What Is Maple Watch?
Maple Watch will be presented on March 22 at the NH Science Teachers' Association conference in Manchester.
Maple Watch is a scientific and citizen study of sugar maples, Acer saccharum. The sugar maple is an iconic tree in New England, the northern Great Lakes states and all along the northern Appalachian Mountains.
Climate change, rising temperatures and erratic weather patterns are projected to kill almost all sugar maples in the United States by 2100. Maple Watch aims to monitor the maple's response to climate change and, if possible, help conserve our sugar maples.
In autumn, the sugar maple turns a buttery yellow, the foliage patched with red, orange and every shade between. In early spring, sugar season, we who live among the maples tap them to make maple syrup.
The sugar maple is a stout, resilient tree. The photo on this page shows Isabel Keith, age 7, standing next to a "grandmother" tree at Range View. This tree was a sprout in 1690. Healthy sugar maples routinely live for 300 to 400 years. The maple has evolved to withstand storm, infestation, a hundred quirks of nature.
Native Americans have admired the sugar maple for 1000s of years. When the first European settlers came into the northern temperate forests, they found stands of maples, thinned, managed so that each tree had ample room for a wide canopy. The native Americans taught them how to tap the tree to make sugar.
Maple Watch is measuring sugar maple health and observing how this magnificent tree responds to climate change. The maple is already stressed by acid rains, pest infestations, fungus, and the stresses landowners put on trees as we "manage" its growth. A tree whose roots have been compressed by a logging skidder, defoliated by caterpillars, and drenched in acid rains may find rising average annual temperatures or unusual spring droughts the last straw in a battle for survival.
Our scientific study is a collaborative project by scientists at the University of New Hampshire and at the U.S. Forest Service Northeast Research Station in Durham, NH, with citizens throughout maple territory. In 2010, a dozen members of the New Hampshire Maple Producers Association will collect samples of spring sap for our study. As a sugar producer and a PhD candidate at UNH, I am the citizen scientist in the middle.
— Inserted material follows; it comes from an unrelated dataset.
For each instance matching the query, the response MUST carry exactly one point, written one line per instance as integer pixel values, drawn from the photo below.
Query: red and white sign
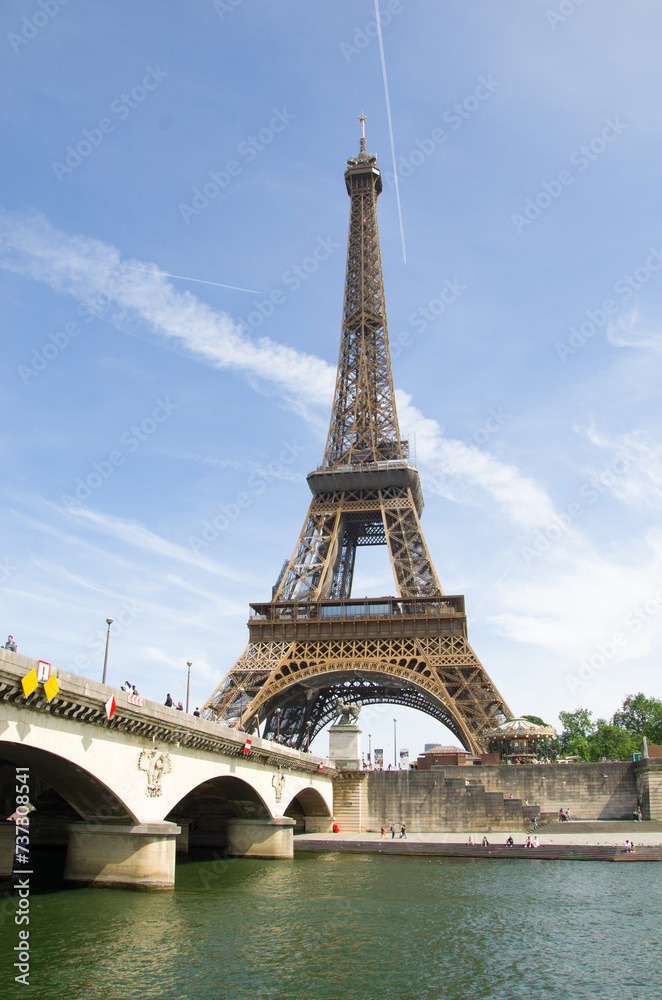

Our Maple Watch Science page will report our work and our findings.
Our Maple Watch School page will report the work of teachers and school children who want to observe and study maples near their schools. Maple Watch grows out of Forest Watch, an award winning program supported by NASA funding at UNH. Visit this page to see what schools can do to help our study. As our study develops, the Maple Watch School page will offer curriculum activities, information and resources for teachers. And it will report what school children see among the maples.